Pour les Biologistes, c’est la complexité croissante du cerveau, née de l’adaptation de celui-ci à des changements de leur environnement, qui va déboucher sur un niveau plus élevé de la conscience et son produit, la réflexion. L’Humain va savoir qu’il sait, pouvoir anticiper, apprendre la mort, ressentir l’anxiété qui en découle et inventer son recours, la « croyance », simple produit pirate —appelé exaptation — de la sélection naturelle. Le moteur qui a fait « évoluer » tout le système vivant est celui qui fait émerger le phénomène religieux. La nature, dit-on, avait horreur du vide, la nature humaine a horreur du vide de sens ! Si l’on s’arrête à ce constat incontestable et que l’on convienne qu’il n’est pas réducteur, il faut reconnaitre que, pour un naturaliste, il est cohérent avec l’ensemble des connaissances du Vivant et, par suite, suffisant et tout-à-fait rassurant.

Mais les Philosophes, même s’ils écoutent et respectent les conclusions des Biologistes, et que par suite, ils en enregistrent les données et en tiennent compte dans leurs réflexions, « ne l’entendent pas de la même oreille » et, par suite, ne s’en contentent pas. Si la matière inerte peut, en effet, se définir comme ayant une histoire « de mieux en mieux organisée mais de plus en plus compliquée » et si la matière vivante qui en descend, peut se résumer en un récit « de plus en plus diversifié mais de mieux en mieux contrôlé —par la génétique — » l’être pensant, quant à lui, surprend par son caractère « de plus en plus Libre mais de plus en plus Responsable » ! Et cette Liberté incontestable, mais sous bonne garde, fait que l’Humain se trouve soudain, pour la première fois dans ce long parcours, en charge — au moins en partie et peut-être de plus en plus — de sa propre destinée. La sélection naturelle « s’efforçait » de sauver l’espèce ; mais, enrichie de la dimension spirituelle inhérente à l’esprit, elle s’attache désormais à « sauver » la Personne.

Et nous sommes ainsi parvenus au terme de cet élégant tableau, aux étapes complémentaires et aux marches successives.

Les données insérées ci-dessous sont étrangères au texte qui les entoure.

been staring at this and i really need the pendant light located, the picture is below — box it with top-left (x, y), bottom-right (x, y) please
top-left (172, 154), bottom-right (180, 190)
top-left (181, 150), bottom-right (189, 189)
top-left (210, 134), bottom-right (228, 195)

L’Humain, aux profondes racines biologiques, émerge, devant nos yeux, chargé « naturellement » de ce fameux sens religieux.

La Personne et l’Âme s’y confondent alors, la Réflexion, la Méditation et la Prière souvent également. La réponse partagée recherchée entre Scientifiques et Philosophes est peut-être celle-là.

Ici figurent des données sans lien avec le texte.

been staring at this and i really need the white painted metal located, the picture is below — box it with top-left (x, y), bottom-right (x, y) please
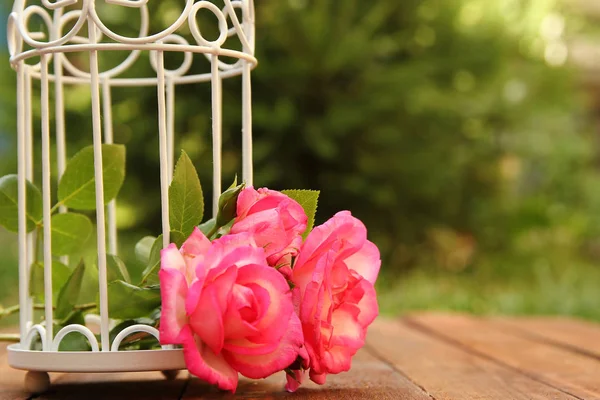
top-left (8, 344), bottom-right (186, 373)
top-left (7, 0), bottom-right (256, 376)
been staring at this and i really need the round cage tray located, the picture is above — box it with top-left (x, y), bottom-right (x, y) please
top-left (7, 344), bottom-right (186, 373)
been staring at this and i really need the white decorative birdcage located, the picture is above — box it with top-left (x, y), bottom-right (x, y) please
top-left (6, 0), bottom-right (256, 390)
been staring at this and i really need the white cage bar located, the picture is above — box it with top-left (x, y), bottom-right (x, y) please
top-left (6, 0), bottom-right (256, 386)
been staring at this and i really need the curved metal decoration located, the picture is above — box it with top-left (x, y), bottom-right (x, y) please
top-left (8, 0), bottom-right (257, 84)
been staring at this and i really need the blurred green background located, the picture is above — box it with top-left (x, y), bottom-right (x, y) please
top-left (1, 0), bottom-right (600, 320)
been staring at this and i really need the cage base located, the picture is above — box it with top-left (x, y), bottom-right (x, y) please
top-left (7, 344), bottom-right (186, 373)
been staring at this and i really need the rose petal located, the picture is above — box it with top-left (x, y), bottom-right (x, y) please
top-left (329, 303), bottom-right (365, 349)
top-left (202, 234), bottom-right (264, 281)
top-left (222, 285), bottom-right (261, 340)
top-left (158, 268), bottom-right (188, 344)
top-left (309, 370), bottom-right (327, 385)
top-left (185, 278), bottom-right (204, 316)
top-left (231, 209), bottom-right (288, 255)
top-left (356, 280), bottom-right (379, 328)
top-left (161, 243), bottom-right (186, 274)
top-left (224, 311), bottom-right (305, 379)
top-left (181, 227), bottom-right (211, 257)
top-left (236, 265), bottom-right (293, 343)
top-left (236, 186), bottom-right (261, 219)
top-left (222, 337), bottom-right (280, 356)
top-left (180, 326), bottom-right (239, 392)
top-left (321, 344), bottom-right (357, 375)
top-left (189, 266), bottom-right (237, 354)
top-left (344, 240), bottom-right (381, 284)
top-left (295, 212), bottom-right (366, 276)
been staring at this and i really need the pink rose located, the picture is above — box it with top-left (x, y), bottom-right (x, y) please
top-left (230, 187), bottom-right (307, 267)
top-left (289, 211), bottom-right (381, 387)
top-left (159, 228), bottom-right (306, 392)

Reste à délimiter l’Humain, sans que ce bornage change désormais quoi que ce soit à notre conclusion, mais nous sommes dans une Académie des Sciences et nous nous devons de rechercher cette frontière, si tant est qu’elle existe.

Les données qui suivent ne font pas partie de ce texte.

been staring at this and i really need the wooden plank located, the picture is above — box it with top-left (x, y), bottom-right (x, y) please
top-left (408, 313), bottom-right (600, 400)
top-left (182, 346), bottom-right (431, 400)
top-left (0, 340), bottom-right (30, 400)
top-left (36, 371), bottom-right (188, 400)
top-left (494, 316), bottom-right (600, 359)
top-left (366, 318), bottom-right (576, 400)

Comme les Chimpanzés, nos parents les plus proches, semblent — au moins aujourd’hui — avoir inventé des rituels et se préoccuper de la mort, et comme les Préhumains, nos ancêtres les plus proches, semblent avoir fabriqué, dès 3.300.000 ans, des outils, réalisant donc création d’une forme et symbole à la fois, certains d’entre nous auraient tendance à faire remonter la notion de sens « religieux » à 10 millions d’années, l’âge des ancêtres communs des Chimpanzés et des Hommes ; d’autres attendraient au contraire les preuves biologiques (niveau de complexité cérébrale) ou archéologiques (objets fabriqués, sépultures, rupestres) pour oser attacher « sens religieux » à un Préhumain ( Lucy, par exemple) ou à un Humain.

Mais que ce sens ait 10 millions d’années, 3 millions d’années ou 500.000 ans, il ne s’en dégage pas moins, « un beau jour » (qui peut être d’une certaine durée, progressive), d’une longue histoire de 14 milliards d’années de Matière, de 4 milliards d’années de Vie, une «âme” (ἡ ψυχὴ τὰ ὄντα πώς ἐστι πάντα) » (Aristote, De anima, 431 b 20) qui donne une unité à la famille des Hominidés que l’on pourrait par suite appeler, malgré son ancienneté jusque-là insoupçonnée, humaine.